How the economy performs affects our own lifestyle and the funding for public services. Availability of the public services we want affects our quality of life.
Our desires for quality of life affect the priorities we set for our governments, and those priorities affect the economy. What are the five key attributes about our economy that we should remember?
No. 1: Our county population is continuing to grow at a rate of about 1 percent per year. We are an older population than other counties in the state; our median age in San Juan County is 53 (second highest in the state); 50 percent of our population is age 53 or higher.
The state median age is 35. Since the 1980s, most of the growth has been in the over-50 age group; forecasted growth is also in the over-50 age group.
No. 2: Private business appears to be growing, reaching the pre-recession levels of 2006. The county’s combined gross business income (GBI) across all sectors is $527 million. Our four largest “sectors” in 2011 are the same as they were in 1994: retail trade, construction, professional & technical services, and accommodations/dining. They represent 71percent of the county’s combined GBI. While the four sectors are the same, the professional & technical services sector grew significantly and moved up to third in 2011 from fourth in 1994.
While not a defined “sector”, tourism contributes to, and is supported by sectors that include retail trade, construction, accommodations/dining, arts/entertainment/recreation, professional & technical services, and agriculture. One indicator of tourism, hotel/motel tax receipts, shows 2012 levels above previous years.
No. 3: The real estate market is turning around. Home sales in 2012 were at twice the level of home sales in 2011.
No. 4: Two indicators of income are quite different for our county. “Personal income per capita”, which includes wages as well as investment income, dividends, and other passive income, is second highest in the state. Passive income is likely realized by older residents. Average annual wages for employed persons in the county, in contrast, are among the lowest in the state.
No. 5: Most of the jobs in our county are in the top four private sectors, identified above. Those four sectors represent about 42 percent of the wages earned in the county, and by inference, numbers of jobs.
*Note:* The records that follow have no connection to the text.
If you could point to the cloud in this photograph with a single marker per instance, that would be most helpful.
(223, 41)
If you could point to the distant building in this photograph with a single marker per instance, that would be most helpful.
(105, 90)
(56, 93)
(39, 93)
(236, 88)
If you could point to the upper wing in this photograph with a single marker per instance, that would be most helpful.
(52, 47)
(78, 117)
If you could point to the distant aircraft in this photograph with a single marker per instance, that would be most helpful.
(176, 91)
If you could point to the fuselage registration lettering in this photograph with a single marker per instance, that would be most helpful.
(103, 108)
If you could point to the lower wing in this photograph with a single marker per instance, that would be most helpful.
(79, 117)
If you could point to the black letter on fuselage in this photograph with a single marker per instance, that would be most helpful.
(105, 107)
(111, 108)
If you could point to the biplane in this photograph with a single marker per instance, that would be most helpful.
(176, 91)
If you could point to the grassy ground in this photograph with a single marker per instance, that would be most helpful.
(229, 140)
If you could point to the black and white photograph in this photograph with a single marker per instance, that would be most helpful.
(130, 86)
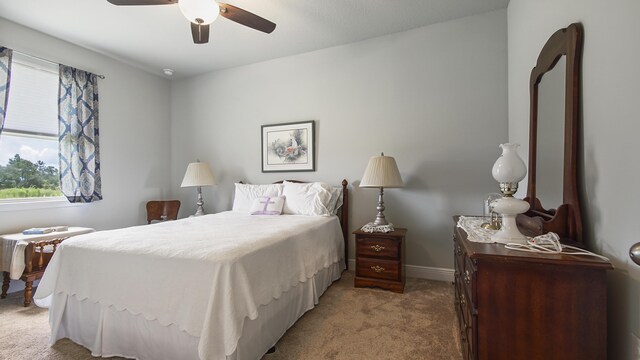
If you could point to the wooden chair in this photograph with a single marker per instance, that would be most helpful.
(162, 210)
(37, 256)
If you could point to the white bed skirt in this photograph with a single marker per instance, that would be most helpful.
(109, 332)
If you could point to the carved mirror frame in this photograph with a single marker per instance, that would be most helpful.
(566, 220)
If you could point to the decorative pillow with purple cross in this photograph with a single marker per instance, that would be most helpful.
(267, 205)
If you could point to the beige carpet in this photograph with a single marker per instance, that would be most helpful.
(348, 323)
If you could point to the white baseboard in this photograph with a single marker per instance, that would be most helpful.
(421, 272)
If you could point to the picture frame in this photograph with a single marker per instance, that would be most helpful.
(288, 147)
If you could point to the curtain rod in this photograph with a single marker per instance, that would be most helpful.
(49, 61)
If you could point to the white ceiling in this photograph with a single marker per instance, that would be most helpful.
(157, 37)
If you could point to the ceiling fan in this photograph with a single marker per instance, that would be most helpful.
(201, 13)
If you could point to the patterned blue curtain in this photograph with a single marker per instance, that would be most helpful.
(78, 131)
(5, 78)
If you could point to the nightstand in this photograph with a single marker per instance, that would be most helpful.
(380, 259)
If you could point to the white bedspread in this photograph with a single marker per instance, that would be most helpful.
(204, 274)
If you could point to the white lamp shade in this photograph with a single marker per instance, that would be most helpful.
(198, 174)
(207, 10)
(509, 168)
(381, 171)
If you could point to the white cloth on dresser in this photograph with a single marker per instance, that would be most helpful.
(203, 274)
(475, 232)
About 24 percent of the wages earned in the county, are in the public services sector, which includes schools, state and national parks, customs, and local government.
Whether we will have the infrastructure that future visitors and residents will need, such as ferry transportation and broadband, is a big question.
What will our economic future look like and how can we shape it? Those are the questions San Juan County residents are invited to discuss in the three sessions of the Community Conversation to be held during the first week in April. Please plan to attend and share your thoughts on the future of our economy.
— Editor’s note: Jim Hooper, president of the San Juan County Economic Development Council board of directors, has been a county resident for eight year. Retired from Hewlett-Packard, Hooper works at the Frontline Call Center office in Friday Harbor.